December 8, 2015
The IMF Outfoxes Putin: Policy Change Means Ukraine Can Receive More Loans
By Anders Åslund
Historically, the IMF has refused to lend to any country that has not serviced its debt to any sovereign. The IMF staff started contemplating a rule change in the spring of 2013 because nontraditional creditors, such as China, had started providing developing countries with large loans. One issue was that these loans were issued on conditions out of line with IMF practice. China wasn't a member of the Paris Club, where loan restructuring is usually discussed, so it was time to update the rules.
The IMF intended to adopt a new policy in the spring of 2016, but the dispute over Russia's $3 billion loan to Ukraine has accelerated an otherwise slow decision-making process.
Russia's loan to Ukraine on December 20, 2013, was clearly political in its nature, aiming at the political survival of President Viktor Yanukovych. Some observers have considered it odious and argued that it should not be paid back. In addition, its nature was unclear since it was a Eurobond that could be traded and thus private in its form and not an official loan. Eventually, the IMF staff judged it to be an official loan.

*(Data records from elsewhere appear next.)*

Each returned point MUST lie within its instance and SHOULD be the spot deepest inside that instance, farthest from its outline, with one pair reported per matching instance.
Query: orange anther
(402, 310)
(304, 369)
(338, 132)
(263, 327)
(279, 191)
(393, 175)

This fall, Ukraine's private bondholders agreed to restructure the country's Eurobonds, reducing their face value 20 percent and postponing $15 billion in debt service. Ukraine invited Russia to participate in the debt talks, but the Kremlin declined. Instead, last month Russian President Vladimir Putin suggested that Russia should be paid back $1 billion a year in 2016-18. Putin's proposal would violate Ukraine's agreement with the private bondholders not to offer better conditions to any other creditor. Plus, Russia never made a formal proposal.

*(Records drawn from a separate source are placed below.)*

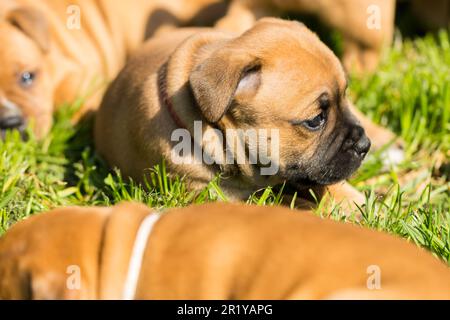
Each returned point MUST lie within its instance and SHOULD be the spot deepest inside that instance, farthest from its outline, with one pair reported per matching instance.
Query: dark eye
(27, 79)
(315, 123)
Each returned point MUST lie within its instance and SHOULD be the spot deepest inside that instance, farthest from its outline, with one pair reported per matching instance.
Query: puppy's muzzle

The IMF policy of not lending into arrears is not written into the IMF statues that is, its Articles of Agreement. It is simply a policy that the IMF Executive Board can alter with a simple majority. The West has such a majority on the board that the only question is how large that majority will be. After the vote, the IMF can continue to give Ukraine loans regardless of what Ukraine does about its credit from Russia, which falls due on December 20.
Ukraine will not and should not pay the $3 billion back to Russia on December 20. This is sound and good policy. With international currency reserves of only $13.1 billion, it would be irresponsible for Ukraine to pay, as payment could trigger a currency crisis. When the European Union compelled Ukraine to pay $3.1 billion of disputed arrears to Gazprom at the end of last year, it triggered a currency crisis. At some point in the future, Russia may raise the debt issue in some international arbitration court. Russia and Ukraine have many issues to resolve in court, including Russian war reparations to Ukraine.
The IMF's policy change does not mean that Ukraine will get more IMF funding now. The IMF mission to Ukraine in both September and November came back to Washington without result. The Ukrainian parliament must adopt a responsible tax policy and budget for 2016. It has not done so, and leading representatives from President Petro Poroshenko's Bloc are insisting on massive tax cuts but no more expenditure cuts that would cause a vast budget deficit that the IMF assesses at 9-10 percent of GDP that could not possibly be financed. Vice President Joe Biden has just spoken in Kyiv "about the vital importance of Ukraine following through on its IMF commitments," and that's good advice.
Anders Åslund is a senior fellow at the Atlantic Council and the author of "Ukraine: What Went Wrong and How to Fix It."